The A30/303 dualling would have gone through the Blackdown Hills
Instead, an alternative route from Ilminster to Taunton will be upgraded.
Business leaders who backed the A303 plan, called it a "black day for Devon and Cornwall", saying it was crucial to the economic future of the region.
But environmentalists preferred a dualling scheme for the A358 to protect the Blackdown Hills, a designated Area of Outstanding Natural Beauty.
The shorter preferred route will cost about £248m, £90m less than the projected cost of dualling the A303 through the Blackdown Hills.
The Highways Agency will now work up the scheme in detail, but no start date has been set.
Mr Darling made the announcement following months of technical work to assess the impact of improving the A303 or the A358.
He said: "This decision reaffirms the government's commitment to add road capacity where necessary, whilst ensuring that environmental consequences are fully considered and mitigated.
"Improving the A358 will protect the Blackdown Hill and bring real benefits to the region - reducing journey times for tourist and business traffic heading to and from the South West."
But Devon County Council called the decision "a major blow to the region".
Councillor David Morrish, executive member for the environment, said: "We were reassured a decade ago when the Blackdown Hills were considered for designation as an Area of Outstanding Natural Beauty that this would not affect the planned road dualling.
"However we now find that the same designation has been given as a reason not to progress the scheme."
Tim Jones, of the Devon and Cornwall Business Council, said: "This is a black day for Devon and Cornwall's economy.

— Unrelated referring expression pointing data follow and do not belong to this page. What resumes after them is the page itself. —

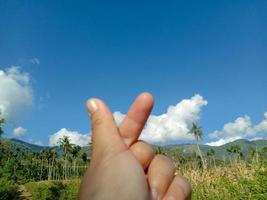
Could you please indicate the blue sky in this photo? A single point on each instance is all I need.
(116, 49)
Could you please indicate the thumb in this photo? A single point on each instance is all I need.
(105, 135)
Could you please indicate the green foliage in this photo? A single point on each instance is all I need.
(45, 190)
(233, 187)
(2, 122)
(50, 190)
(8, 189)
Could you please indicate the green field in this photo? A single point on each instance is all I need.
(240, 181)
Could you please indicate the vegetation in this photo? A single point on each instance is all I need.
(198, 134)
(236, 170)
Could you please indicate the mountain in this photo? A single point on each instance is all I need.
(185, 149)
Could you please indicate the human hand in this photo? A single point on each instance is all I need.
(123, 167)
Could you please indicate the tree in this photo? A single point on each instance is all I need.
(211, 154)
(75, 153)
(198, 134)
(234, 150)
(67, 146)
(2, 122)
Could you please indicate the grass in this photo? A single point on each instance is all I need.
(240, 181)
(51, 190)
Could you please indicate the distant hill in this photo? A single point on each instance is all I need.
(183, 148)
(219, 150)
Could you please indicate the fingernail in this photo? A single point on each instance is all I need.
(170, 198)
(154, 194)
(92, 105)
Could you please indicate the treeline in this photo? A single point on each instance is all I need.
(23, 165)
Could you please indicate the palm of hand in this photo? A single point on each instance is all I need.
(123, 167)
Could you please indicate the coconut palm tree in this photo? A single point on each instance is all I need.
(211, 154)
(67, 146)
(2, 122)
(75, 154)
(198, 134)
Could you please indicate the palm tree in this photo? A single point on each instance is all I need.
(2, 122)
(67, 146)
(198, 134)
(211, 154)
(75, 153)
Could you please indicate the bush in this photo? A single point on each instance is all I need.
(45, 190)
(8, 189)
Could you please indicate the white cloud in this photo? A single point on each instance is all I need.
(173, 125)
(19, 132)
(75, 137)
(35, 61)
(16, 96)
(222, 141)
(38, 142)
(242, 127)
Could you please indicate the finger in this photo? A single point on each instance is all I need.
(160, 175)
(143, 153)
(136, 117)
(180, 188)
(105, 134)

"The M5 is already congested and we have desperately lobbied for a second arterial road.
"The new road could have created about 8,000 jobs and at least £200m. That will now be lost.
"We all understand that the environment is precious to us all and good for business, but there has to be a compromise somewhere."
Transport Minister David Jamieson, retorted: "This investment is seriously good news.
"I am just sorry that someone from the West Country business community is talking this down."